As we always do when Halloween rolls around, Folklife Today is gearing up for scary fun! We have a couple of spooky stories in store for you, as well as a surprise in late October. Our first scary tale is Jackie Torrence’s classic version of “The Golden Arm.”
“The Golden Arm” is an old folktale of wide distribution, classified by folklorists as ATU 366. It is known in Europe, and in American tradition was told by both white and black communities. It is one of the most famous ghost stories in American tradition, having been used by Mark Twain as one of the main examples in his essay “How to Tell a Story.” You can read Twain’s version, written in somewhat outrageous African American dialect, at this link.
Born Jacqueline Carson Torrence in 1944, in Chicago, Illinois, Jackie Torrence was raised in North Carolina. She spent her early childhood on Second Creek, where she lived on a farming settlement with her grandparents. Jim Carson, Torrence’s grandfather, told the family traditional tales he had heard from his father, a former slave. Jackie trained as a reference librarian, and became a storyteller by chance in 1972, when the children’s librarian at the High Point Library called in sick and Torrence filled in. Soon, she had a budding career as a storyteller. “When I found storytelling and realized that I could make that extra money, and pay my bills, and feed and clothe my child—I went after that job with a passion,” she told Storytelling Magazine in January, 1999. Torrence became a successful storyteller and a spokesperson for the storytelling movement, appearing frequently on television, with appearances on Late Night with David Letterman and CBS Sunday Morning. She wrote two books, The Importance of Pot Liquor and Jackie Tales: The Magic of Creating Stories and the Art of Telling Them. She produced nine recordings on several labels, several of which won awards from the American Library Association. Her 1992 play, Bluestory, a history of blues music, was performed by Jackie with Piedmont blues musicians John Cephas and Phil Wiggins.
Jackie Torrence died in 2004 at her home in Granite Quarry, North Carolina.
In the player below, hear Torrence’s performance at the National Storytelling Festival in Jonesborough, Tennessee, in 1986. It is part of AFC’s International Storytelling Collection (AFC 2001/008). Below the player, find my transcription of Torrence’s tale. The photos are by Tom Raymond, and are part of the same collection.
I would like to tell a story
A very old story that I heard from my grandfather.
He said that, many years ago, there lived a man and his wife.
They were an ordinary couple
and every night the man would seat himself before the fireplace and smoke his pipe and watch the smoke rings curl beneath the chimney.

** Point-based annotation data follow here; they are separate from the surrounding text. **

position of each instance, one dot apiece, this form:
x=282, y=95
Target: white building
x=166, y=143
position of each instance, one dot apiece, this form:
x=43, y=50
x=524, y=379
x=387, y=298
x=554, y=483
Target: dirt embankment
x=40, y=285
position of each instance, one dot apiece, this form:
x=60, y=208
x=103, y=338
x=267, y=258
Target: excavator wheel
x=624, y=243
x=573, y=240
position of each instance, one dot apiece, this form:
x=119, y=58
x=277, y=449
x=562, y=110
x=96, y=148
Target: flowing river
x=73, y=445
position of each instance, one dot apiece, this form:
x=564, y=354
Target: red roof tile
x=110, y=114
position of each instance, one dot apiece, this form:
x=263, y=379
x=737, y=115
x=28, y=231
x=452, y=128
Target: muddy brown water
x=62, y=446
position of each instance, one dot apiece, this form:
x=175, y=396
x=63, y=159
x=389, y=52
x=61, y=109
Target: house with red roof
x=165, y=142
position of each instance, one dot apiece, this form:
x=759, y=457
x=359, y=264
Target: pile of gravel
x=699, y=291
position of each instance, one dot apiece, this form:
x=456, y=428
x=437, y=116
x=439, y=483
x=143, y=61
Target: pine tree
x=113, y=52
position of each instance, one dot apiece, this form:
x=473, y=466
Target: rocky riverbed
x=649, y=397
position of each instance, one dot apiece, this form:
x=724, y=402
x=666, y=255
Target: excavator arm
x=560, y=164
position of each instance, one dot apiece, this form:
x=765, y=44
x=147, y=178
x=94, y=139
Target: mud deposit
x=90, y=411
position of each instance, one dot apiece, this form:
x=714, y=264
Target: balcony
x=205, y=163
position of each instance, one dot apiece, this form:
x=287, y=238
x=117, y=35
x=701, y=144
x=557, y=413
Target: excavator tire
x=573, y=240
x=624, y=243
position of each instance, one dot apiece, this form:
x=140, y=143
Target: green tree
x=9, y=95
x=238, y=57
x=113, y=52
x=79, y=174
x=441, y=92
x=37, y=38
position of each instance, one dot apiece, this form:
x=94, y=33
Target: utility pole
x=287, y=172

Now his wife was really not an ordinary person at all.
For after she finished her chores about the house
she too would take her place before the fireplace.
But her left arm and hand were made of solid gold.
And she would polish and shine
and polish and shine
that golden arm.
One night she said to her husband as she polished that golden arm, she said
Would you promise me that
if I should die before you
you will bury me with my golden arm?
Will you promise me that?”
And he said, “Huh?”
And she said, “promise me now
that you will bury me with my golden arm!”
And he said, “Oh, yes, yes, yes,
I will. Uh-huh.
Do not worry.”
Well, many years passed
and they lived together
and they were quite happy.
When one day the old woman died
and I suppose it was from carrying the weight of that golden arm.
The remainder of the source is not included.